解決策の例として、間違えた結果を確認しやすい、気づきやすい、修正しやすいなどの体験を提供するといいのではないでしょうか。
あるいは、正しいデータを入手して次の改善につなげていき、ファインチューニングや性能評価に活かしていく仕組みを作るのも必要になると思います。
北川:私はMLやAIを使ったUI/UXを考えるときに以下の4つの軸があると考えています。
人より早いか
人より安いか
人より幅広くできるか
人より深くできるか
今までのAIは、安さ・早さと広さが大きなメリットとなっていましたが、生成AIが登場したことで深さも出てきたわけです。
なので、最近のプロダクト開発では、AIによる深みをどう反映していけるかを意識していますね。
柏木:生成AIが出てきたことで、インターフェースの種類が増えたと感じています。今までは人間が手で入力すると、裏で機械学習が走るといったものだったわけですが、生成AIはテキストでも音声でも自然言語さえ入力すれば、よしなに解釈してアウトプットしてくれる。

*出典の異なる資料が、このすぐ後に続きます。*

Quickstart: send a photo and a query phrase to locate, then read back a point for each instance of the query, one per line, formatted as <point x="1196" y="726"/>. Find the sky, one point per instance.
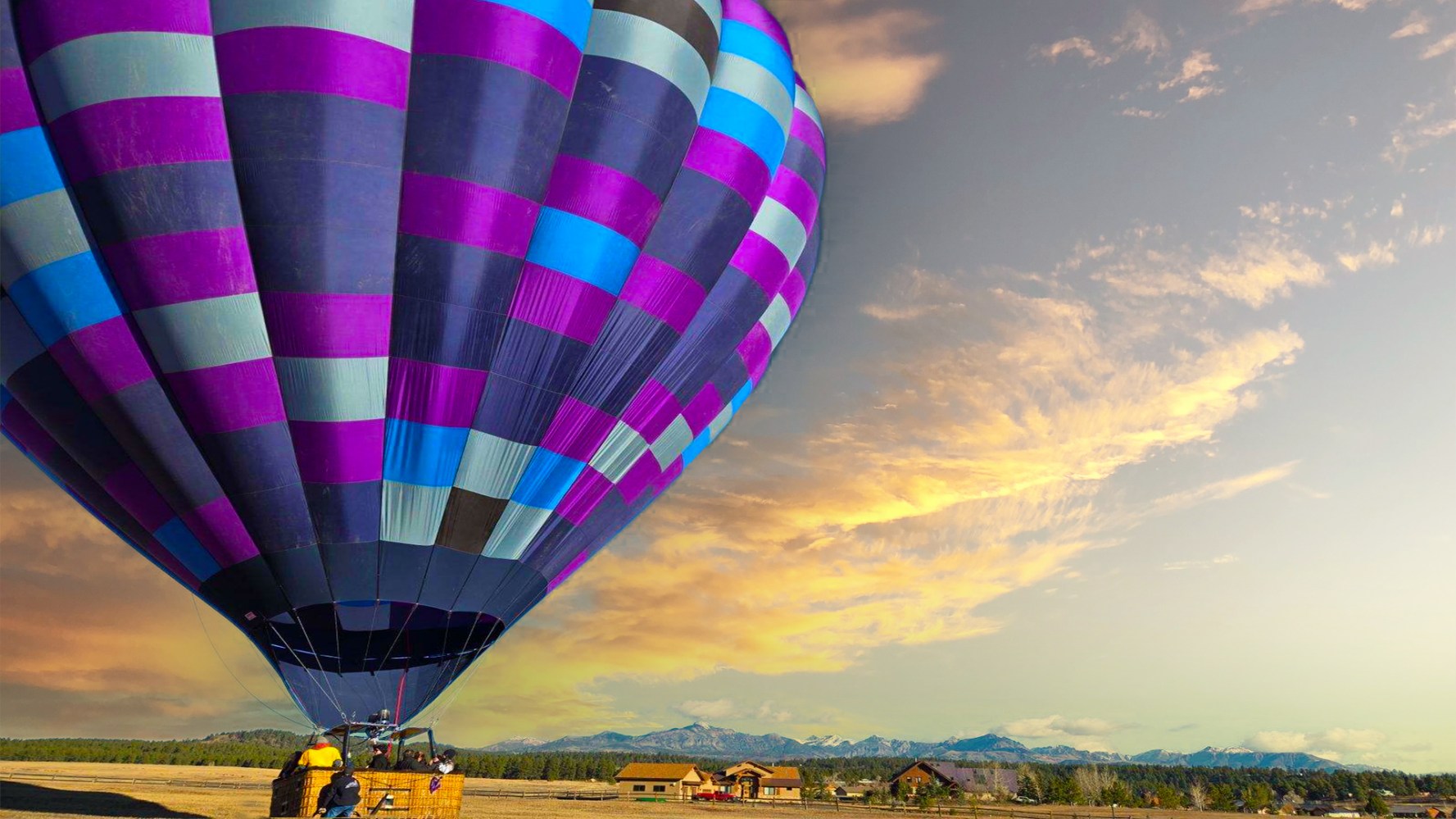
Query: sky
<point x="1120" y="414"/>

そうした新しいインターフェースの選択肢が出てきたので、状況に応じて最適なものを選んでいくことが重要になるでしょう。
高野:toC向けサービスに限定してお話しすると、推薦などのUI/UXは世の中にて成熟してきていると感じています。
例えばTikTokは、ショートコンテンツ化することでアイテム数を増やし、レコメンド機会を増加させ、ユーザーの滞在時間を伸ばすという事例になっています。
一方でLLMについては、まだtoCサービスの中でものすごく成功した事例は出ていないはずです。
要はLLMという技術を活用するための“知の高速道路”ができて、それが社会に受け入れられることが大事で、その後にLLM独自の見せ方や最良なUI/UXが出てくるのではと思っています。
toC向けLLMでいえば、LLMは人間で言う「責任」の概念をまだ手に入れていないので、出力した答えの信憑性や信頼性に対して一般社会が受け入れていくには、それなりの時間を要すると個人的には感じています。が、社会がLLMを受け入れること自体はいつか必ず起きるでしょう。